I’m working on it. But I’m busy. I still have a day job. I could use a little help. So let me throw the question back at you.

Suppose I ask you to choose n numbers uniformly at random from the interval [0,1) and calculate their product. You reason that the numbers will have an average value of 1/2, and so the expectation value of the product is 1/2^n.

Now I suggest a slightly different procedure. Again you select a number uniformly at random from the interval [0,1). The selected number — call it p — partitions the interval into two subintervals, [0,p) and [p,1). Choose one of these subintervals at random and select a new p from this range. Repeat n times and calculate the product of the successive p’s. Again each interval is “on average” bisected, but the expected value of the product is not 1/2^n? What is it?

See also the broken-stick problem.

In the original post, you gave a perfectly sensible, intuitive explanation why the expected run time should be lg(N) (using “lg” for “log base 2″), namely that each step cuts things in half on average. But in fact the expected run time is closer to ln(N), which is smaller by a *multiplicative* factor of ln(2) = 0.69. In other words, the outcry algorithm, whether buggy or not, runs about 30% faster than the parallel “tournament tree” algorithm described in the second paragraph of the post.

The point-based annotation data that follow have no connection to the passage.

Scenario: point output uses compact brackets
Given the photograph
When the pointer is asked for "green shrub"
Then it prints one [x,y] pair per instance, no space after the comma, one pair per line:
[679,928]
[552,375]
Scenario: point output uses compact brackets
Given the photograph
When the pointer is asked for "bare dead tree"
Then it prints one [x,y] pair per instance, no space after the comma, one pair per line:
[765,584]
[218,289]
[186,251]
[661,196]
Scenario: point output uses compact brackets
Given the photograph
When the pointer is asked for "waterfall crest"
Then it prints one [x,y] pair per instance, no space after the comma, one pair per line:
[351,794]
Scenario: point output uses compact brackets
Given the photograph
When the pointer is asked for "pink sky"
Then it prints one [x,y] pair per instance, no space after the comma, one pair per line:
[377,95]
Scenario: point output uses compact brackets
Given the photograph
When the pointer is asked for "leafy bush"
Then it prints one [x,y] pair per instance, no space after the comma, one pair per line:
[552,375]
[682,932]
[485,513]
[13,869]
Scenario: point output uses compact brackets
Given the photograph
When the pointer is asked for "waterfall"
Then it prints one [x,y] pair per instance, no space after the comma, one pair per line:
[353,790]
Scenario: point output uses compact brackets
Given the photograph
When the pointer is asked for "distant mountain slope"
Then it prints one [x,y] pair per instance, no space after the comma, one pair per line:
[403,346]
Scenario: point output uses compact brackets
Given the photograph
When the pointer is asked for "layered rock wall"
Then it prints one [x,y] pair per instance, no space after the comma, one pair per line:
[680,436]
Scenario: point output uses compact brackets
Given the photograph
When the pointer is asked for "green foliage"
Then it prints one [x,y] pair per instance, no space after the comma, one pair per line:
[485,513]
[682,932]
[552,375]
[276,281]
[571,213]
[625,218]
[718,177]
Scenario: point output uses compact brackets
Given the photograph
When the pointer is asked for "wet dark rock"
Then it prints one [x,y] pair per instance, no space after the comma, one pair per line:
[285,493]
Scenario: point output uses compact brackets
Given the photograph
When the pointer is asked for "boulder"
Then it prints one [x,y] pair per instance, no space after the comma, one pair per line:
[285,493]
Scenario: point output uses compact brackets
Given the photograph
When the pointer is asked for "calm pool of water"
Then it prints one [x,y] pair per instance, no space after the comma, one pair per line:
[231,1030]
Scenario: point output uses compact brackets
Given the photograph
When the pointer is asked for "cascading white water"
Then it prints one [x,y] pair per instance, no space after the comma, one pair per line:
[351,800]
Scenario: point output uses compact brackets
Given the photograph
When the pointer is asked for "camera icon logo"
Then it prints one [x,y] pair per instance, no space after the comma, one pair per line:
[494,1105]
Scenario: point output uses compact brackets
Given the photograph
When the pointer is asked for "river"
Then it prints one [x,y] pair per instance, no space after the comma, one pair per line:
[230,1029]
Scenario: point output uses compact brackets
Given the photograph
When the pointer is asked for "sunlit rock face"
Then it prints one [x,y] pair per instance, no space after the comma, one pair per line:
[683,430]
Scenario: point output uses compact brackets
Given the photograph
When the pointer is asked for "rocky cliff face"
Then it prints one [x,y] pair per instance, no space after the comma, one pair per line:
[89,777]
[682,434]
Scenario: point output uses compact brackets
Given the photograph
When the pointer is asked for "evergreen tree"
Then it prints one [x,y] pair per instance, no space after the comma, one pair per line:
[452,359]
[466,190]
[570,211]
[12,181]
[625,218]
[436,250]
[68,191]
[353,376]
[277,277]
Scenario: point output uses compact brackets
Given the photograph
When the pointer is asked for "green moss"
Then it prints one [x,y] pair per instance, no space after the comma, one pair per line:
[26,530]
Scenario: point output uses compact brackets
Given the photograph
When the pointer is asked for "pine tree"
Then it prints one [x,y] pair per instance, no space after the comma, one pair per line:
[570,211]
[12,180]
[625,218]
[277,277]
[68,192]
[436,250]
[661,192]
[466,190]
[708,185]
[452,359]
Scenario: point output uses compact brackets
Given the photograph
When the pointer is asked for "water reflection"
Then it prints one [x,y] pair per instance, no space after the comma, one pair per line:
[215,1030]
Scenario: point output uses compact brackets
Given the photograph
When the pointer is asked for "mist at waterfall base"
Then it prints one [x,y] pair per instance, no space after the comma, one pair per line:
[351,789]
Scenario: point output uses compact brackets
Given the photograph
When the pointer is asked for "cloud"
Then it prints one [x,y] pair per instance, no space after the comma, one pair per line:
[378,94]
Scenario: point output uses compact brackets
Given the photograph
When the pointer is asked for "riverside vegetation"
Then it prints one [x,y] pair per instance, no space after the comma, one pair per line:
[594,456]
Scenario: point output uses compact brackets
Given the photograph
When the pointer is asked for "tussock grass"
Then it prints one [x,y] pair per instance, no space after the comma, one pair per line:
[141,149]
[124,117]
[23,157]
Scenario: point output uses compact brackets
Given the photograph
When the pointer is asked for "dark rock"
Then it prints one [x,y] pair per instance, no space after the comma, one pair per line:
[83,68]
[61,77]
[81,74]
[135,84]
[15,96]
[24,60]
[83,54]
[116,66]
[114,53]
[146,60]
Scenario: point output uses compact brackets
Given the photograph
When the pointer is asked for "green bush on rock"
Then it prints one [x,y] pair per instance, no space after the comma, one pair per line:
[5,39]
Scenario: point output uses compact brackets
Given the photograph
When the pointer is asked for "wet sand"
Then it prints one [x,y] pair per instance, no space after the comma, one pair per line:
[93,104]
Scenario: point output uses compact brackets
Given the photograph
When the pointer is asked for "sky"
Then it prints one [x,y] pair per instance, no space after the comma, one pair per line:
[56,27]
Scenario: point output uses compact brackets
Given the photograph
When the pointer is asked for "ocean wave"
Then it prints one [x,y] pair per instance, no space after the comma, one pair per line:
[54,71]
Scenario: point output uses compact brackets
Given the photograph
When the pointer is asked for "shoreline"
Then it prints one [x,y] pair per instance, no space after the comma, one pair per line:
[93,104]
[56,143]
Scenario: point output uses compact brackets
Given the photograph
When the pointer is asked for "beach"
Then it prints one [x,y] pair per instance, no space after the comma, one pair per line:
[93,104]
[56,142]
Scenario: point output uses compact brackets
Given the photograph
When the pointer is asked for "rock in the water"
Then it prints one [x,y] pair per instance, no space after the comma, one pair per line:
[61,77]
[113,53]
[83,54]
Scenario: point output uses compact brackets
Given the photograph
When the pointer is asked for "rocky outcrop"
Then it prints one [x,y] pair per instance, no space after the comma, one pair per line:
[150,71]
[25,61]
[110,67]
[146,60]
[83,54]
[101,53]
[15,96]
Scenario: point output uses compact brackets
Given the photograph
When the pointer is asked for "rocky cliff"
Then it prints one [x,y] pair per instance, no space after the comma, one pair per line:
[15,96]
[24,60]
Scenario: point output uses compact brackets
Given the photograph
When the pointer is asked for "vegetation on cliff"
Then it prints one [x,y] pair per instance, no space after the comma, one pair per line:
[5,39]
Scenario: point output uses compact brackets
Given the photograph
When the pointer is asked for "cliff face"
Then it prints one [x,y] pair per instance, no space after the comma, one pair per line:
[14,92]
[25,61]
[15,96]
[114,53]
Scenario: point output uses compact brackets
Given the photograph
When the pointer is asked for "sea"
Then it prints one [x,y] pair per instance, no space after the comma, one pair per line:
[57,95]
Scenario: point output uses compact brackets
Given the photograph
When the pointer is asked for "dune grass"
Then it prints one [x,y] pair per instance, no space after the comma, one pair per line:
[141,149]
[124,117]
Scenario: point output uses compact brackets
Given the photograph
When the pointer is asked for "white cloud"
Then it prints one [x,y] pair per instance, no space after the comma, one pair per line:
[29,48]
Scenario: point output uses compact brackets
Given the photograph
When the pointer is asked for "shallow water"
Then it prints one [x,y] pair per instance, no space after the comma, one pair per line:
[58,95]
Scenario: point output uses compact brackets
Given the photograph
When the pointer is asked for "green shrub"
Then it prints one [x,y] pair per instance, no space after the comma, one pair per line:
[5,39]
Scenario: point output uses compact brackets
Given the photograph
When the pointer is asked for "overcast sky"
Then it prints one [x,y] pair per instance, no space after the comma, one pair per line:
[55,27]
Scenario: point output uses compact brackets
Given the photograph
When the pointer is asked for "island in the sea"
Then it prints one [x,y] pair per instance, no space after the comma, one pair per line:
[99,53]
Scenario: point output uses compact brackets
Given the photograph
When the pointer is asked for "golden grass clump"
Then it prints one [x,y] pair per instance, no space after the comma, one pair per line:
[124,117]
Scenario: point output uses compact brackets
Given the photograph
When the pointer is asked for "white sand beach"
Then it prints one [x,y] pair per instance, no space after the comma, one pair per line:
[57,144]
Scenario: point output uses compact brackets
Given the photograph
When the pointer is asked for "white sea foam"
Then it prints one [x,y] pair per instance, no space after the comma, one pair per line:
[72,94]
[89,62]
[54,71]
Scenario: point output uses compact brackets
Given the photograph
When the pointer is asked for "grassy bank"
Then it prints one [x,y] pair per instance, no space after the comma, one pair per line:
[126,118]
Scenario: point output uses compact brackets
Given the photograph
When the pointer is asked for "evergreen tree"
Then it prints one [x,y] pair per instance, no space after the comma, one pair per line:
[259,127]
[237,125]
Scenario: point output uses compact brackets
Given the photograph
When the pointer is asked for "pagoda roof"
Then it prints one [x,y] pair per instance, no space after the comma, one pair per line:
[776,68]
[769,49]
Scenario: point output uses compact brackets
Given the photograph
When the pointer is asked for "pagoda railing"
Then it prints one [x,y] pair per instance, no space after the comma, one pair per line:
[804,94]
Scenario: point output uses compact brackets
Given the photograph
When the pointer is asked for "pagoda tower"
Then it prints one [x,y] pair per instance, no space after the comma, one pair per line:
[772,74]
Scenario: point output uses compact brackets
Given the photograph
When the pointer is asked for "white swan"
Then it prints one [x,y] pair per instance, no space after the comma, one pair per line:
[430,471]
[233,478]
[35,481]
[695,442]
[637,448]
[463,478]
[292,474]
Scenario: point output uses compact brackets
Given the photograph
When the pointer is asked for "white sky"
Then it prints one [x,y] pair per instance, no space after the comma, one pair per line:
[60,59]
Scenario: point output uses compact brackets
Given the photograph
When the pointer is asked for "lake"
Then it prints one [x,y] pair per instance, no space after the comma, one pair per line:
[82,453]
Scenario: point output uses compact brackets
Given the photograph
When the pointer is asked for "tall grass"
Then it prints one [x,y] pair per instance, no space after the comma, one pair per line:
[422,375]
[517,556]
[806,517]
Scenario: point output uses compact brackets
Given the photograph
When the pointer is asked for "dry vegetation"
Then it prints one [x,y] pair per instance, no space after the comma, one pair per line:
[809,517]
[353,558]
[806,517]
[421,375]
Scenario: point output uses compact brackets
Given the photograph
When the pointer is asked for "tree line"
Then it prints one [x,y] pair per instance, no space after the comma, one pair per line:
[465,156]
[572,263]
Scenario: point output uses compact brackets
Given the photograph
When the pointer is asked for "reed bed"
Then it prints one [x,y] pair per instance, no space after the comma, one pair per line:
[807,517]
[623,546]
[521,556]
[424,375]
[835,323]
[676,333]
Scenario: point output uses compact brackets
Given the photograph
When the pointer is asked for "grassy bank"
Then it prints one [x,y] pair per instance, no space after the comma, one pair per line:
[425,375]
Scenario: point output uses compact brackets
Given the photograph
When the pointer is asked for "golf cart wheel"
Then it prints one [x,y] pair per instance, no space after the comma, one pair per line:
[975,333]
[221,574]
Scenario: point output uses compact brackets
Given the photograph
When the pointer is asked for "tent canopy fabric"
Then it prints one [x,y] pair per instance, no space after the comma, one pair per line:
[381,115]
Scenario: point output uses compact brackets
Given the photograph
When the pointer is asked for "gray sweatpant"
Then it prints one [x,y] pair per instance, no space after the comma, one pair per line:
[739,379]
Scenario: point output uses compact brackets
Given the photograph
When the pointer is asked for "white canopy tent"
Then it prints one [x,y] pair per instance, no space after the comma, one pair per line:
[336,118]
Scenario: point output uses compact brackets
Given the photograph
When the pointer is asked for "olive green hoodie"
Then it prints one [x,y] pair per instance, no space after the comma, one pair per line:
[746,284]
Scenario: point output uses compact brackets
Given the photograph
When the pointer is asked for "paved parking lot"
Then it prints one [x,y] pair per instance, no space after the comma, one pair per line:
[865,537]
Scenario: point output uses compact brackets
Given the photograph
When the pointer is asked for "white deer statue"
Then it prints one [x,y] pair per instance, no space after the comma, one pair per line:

So I meant to raise an implicit question: What’s wrong with your perfectly sensible, intuitive explanation for a lg(N) run time?

I do understand your observation that the number of rounds needed to find the maximum looks *approximately* like ln(N). But I believe that’s a coincidence, that the correct expression is H(N) - 1/2. This is close to ln(N) simply because 1/2 is close to γ.

Just to be clear, the reasoning goes as follows. JeffE, in the second comment above, explains where H(N) comes from. The -1/2 term comes from Mario Klingemann’s optimization: When only two students are left standing, it doesn’t take H(2)=1.5 rounds to identify the larger number. Instead, the N=2 game is over in a single round, no matter what the initial random choice. In my buggy version, the N=2 case takes 1 + 1/2 + 1/4 + … = 2 rounds.

I don’t think so. Here are the successive differences between the red and blue curves, for N=2 through N=2048:

0.5, 0.5001935, 0.49465728, 0.49561906, 0.50111556, 0.5011015, 0.49634743, 0.49349594, 0.5049672, 0.5029931, 0.49814177

Ah, your solution is indeed much easier. Thanks!

http://arxiv.org/abs/cs.CC/0611108
http://arxiv.org/abs/0708.0580
The second one is by me :) coming as a byproduct of my master’s thesis. In general I found this to be a natural and interesting area whose theory is somewhat underdeveloped.

The key insight is that the student with the kth smallest number shouts with probability 1/k. Ignore all but the top k students. One of the top k students, chosen uniformly at random, shouts first.

“A variant of the outcry algorithm is easier to analyze: A single student chosen at random calls out his number, and all those students with smaller numbers sit down. Then another student is selected from among those still standing, and the procedure is repeated until only one student remains. This algorithm also seems to have an expected running time of log2 N, since each round of eliminations should exclude (on average) half the students still in contention.”

It is true that this algorithm has expected time O(\lg N), but showing this formally is not as easy as one would want. This is really a probabilistic recurrence relation that, unlike normal recurrence relations, require clever tricks to solve. This particular recurrence can be solved using techniques from section 1.4 of “Randomized Algorithms”, by Motwani and Raghavan.